Among health care providers, there is broad understanding that off-label use is part of innovative clinical care. Insurance companies and other payers like Medicare/Medicaid may also reimburse for this off-label use, even if this use is not FDA-approved. In these cases, the payers have decided, like the treating physician, that the off-label use could be clinically beneficial and fiscally sound by limiting disease severity or duration.
So, if doctors can prescribe drugs for off-label use, and insurance sometimes pays for off-label use, how can drug companies get in trouble for off-label promotion? This has certainly been a hot topic. Recently, the US Government took a powerful stance against Johnson & Johnson (J&J) and Janssen Pharmaceuticals, a J&J subsidiary. J&J’s Risperdal® was initially FDA-approved to treat schizophrenia. However, according to criminal charges, sales reps for Janssen Pharmaceuticals urged physicians to prescribe Risperdal® to treat symptoms such as agitation, hostility, and confusion in elderly dementia patients. Also, sales materials apparently emphasized these off-label indications, but lacked detail on the FDA-approved use for schizophrenia. Furthermore, company representatives received incentives for promoting the drug's off-label uses. This November, The US Justice Department revealed that J&J has agreed to pay more than $2.2 billion to settle criminal and civil claims related to these practices – a landmark settlement, indeed.
Through these events, both industry and FDA learned vital lessons that strengthened education and enforcement of federal regulations on drug labeling and promotion. However, these events can erode public and patient trust and further cloud public understanding of repurposing and its role in biomedical innovation.

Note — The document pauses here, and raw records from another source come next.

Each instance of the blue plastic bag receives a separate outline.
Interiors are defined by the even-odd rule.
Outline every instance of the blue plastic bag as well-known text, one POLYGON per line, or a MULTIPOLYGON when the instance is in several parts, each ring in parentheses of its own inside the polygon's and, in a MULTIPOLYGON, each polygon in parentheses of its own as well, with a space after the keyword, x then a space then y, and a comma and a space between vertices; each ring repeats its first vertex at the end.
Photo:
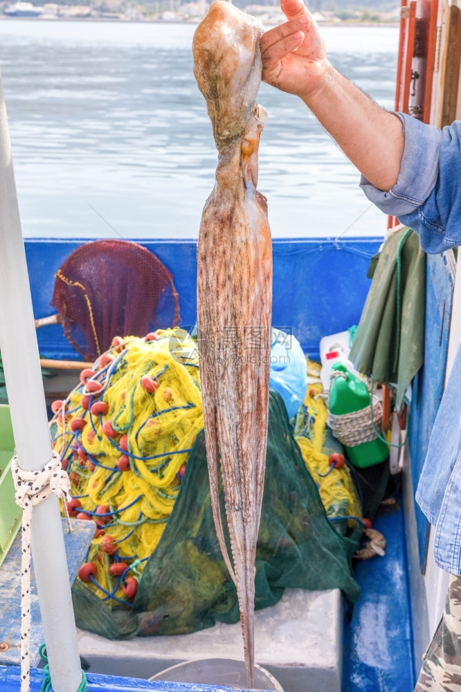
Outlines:
POLYGON ((307 363, 300 344, 293 334, 272 329, 271 389, 284 401, 288 417, 296 416, 307 389, 307 363))

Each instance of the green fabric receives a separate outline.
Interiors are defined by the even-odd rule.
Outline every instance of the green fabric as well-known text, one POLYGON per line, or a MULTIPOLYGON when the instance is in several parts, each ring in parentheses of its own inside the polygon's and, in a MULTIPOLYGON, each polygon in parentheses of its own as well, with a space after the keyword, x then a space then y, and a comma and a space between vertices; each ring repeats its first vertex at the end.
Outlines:
MULTIPOLYGON (((271 392, 256 608, 275 604, 287 588, 340 588, 350 601, 356 601, 360 590, 351 563, 361 534, 357 526, 348 537, 341 536, 327 519, 283 401, 271 392)), ((235 588, 213 521, 203 432, 163 535, 146 564, 134 608, 111 610, 79 580, 73 596, 78 626, 109 639, 181 634, 238 621, 235 588)))
POLYGON ((407 230, 392 234, 379 253, 349 356, 360 372, 397 385, 397 409, 424 358, 426 254, 413 231, 401 247, 397 284, 397 251, 407 230))

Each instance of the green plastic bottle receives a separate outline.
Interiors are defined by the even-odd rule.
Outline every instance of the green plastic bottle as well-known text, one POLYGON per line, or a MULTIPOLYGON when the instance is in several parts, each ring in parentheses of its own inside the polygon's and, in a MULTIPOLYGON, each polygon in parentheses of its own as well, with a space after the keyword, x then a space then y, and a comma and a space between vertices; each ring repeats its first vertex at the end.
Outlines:
MULTIPOLYGON (((336 363, 332 370, 345 375, 345 377, 335 377, 332 382, 328 408, 333 415, 352 413, 370 406, 370 395, 364 382, 350 372, 342 363, 336 363)), ((356 447, 345 446, 344 448, 351 464, 359 468, 379 464, 389 456, 387 444, 379 438, 356 447)))

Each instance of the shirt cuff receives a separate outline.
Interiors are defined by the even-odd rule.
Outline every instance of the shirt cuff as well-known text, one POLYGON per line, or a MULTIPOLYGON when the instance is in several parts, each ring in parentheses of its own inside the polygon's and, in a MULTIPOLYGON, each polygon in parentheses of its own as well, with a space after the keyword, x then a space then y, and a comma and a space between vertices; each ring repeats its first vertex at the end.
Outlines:
POLYGON ((417 209, 432 192, 439 174, 442 132, 411 116, 396 113, 404 126, 405 147, 396 185, 383 192, 364 176, 360 187, 385 214, 399 217, 417 209))

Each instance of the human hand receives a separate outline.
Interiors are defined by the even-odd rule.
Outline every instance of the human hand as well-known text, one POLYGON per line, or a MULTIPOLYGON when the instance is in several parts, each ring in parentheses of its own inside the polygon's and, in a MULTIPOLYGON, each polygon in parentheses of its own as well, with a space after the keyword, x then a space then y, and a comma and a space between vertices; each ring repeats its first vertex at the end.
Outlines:
POLYGON ((262 80, 308 102, 329 66, 323 39, 302 0, 280 0, 280 7, 288 21, 261 37, 262 80))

The knowledge that doctors use to prescribe off-label can be based upon accumulated clinical experiences. Ideally, this knowledge comes from well-designed clinical trials that comprehensively assess safety and efficacy. Cures Within Reach knows that the drug/biotech industry (including J&J!) can be vital partners in this repurposing research, providing free drug or other resources to physician investigators for use in their own repurposing trials. Also, companies can grant FDA access to their Drug Master File to support the review of Investigational New Drug applications for repurposing clinical trials. While an investigator can perform a repurposing clinical trial without industry help, this partnership can be a great asset on many levels.
The recent headlines with J&J can add to public misperception that off-label use is deceptive. However, these off-label promotional practices are now the exception rather than the norm, and FDA, industry, and physicians have learned vital lessons. The recent headlines provide Cures Within Reach an opportunity to clarify what is valuable about repurposing research, and to clarify its distinctions from industry-driven off-label promotion. With patient safety in mind, the alliances between industry, physicians, and physician investigators are improved by greater oversight and scrutiny, and these partnerships are vital to advancing our understanding of the full value of FDA-approved drugs.